The IMF paper also discusses the potential downside of the write-off – that the reported NPLs would be lower, however, it argues that the write-off gives a better picture of the provision coverage.
European regulators have also extensively recommended loan-write off policy. In a 2017 paper1, European Central Bank says:
“An entity should write off a financial asset or part of a financial asset in the period in which the loan or part of the loan is considered unrecoverable. For the avoidance of doubt, a write-off can take place before legal actions against the borrower to recover the debt have been concluded in full. A write-off does not involve the bank forfeiting the legal right to recover the debt; a bank’s decision to forfeit the legal claim on the debt is called “debt forgiveness”.

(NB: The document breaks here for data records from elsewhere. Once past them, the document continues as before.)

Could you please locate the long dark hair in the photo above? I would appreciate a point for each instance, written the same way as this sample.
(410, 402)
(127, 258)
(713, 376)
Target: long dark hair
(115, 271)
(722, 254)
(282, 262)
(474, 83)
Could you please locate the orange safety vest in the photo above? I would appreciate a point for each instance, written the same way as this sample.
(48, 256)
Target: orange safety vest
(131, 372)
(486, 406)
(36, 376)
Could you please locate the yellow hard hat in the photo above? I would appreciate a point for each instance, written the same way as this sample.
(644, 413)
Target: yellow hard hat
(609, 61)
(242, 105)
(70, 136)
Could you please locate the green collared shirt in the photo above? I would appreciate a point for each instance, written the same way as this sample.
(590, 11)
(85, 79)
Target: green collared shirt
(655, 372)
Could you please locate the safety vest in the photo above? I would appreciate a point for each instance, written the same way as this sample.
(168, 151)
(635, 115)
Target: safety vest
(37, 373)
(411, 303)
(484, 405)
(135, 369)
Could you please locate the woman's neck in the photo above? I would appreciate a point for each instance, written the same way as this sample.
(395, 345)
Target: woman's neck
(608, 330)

The World Bank in a 2019 paper2 has, likewise, given several benefits of a write-off as compared with provisioning:
“An ambitious NPL write-off policy provides several benefits for banks and the financial system.
Firstly, by resolving NPLs banks can focus on core business (i.e., financial intermediation) in terms of time and resources. By efficiently dealing with NPLs, including writing off, the bank can allocate its productive resources to new lending, instead of becoming an asset management company of “bad assets”.
Secondly, while the main aim is the liquidation of assets with low recovery prospects, the consequence of an NPL write-off typically is a decrease of the NPL ratio in banks. Country experience shows that this is a particularly efficient way to decrease the NPL ratio quickly …
Thirdly, there are no negative effects on financial statements, provided that loans are already fully provisioned and losses already recorded in the P&L statements. Fourthly, a decrease in NPL ratio should improve a ratings agency assessment of credit risks in the bank or in the financial system.”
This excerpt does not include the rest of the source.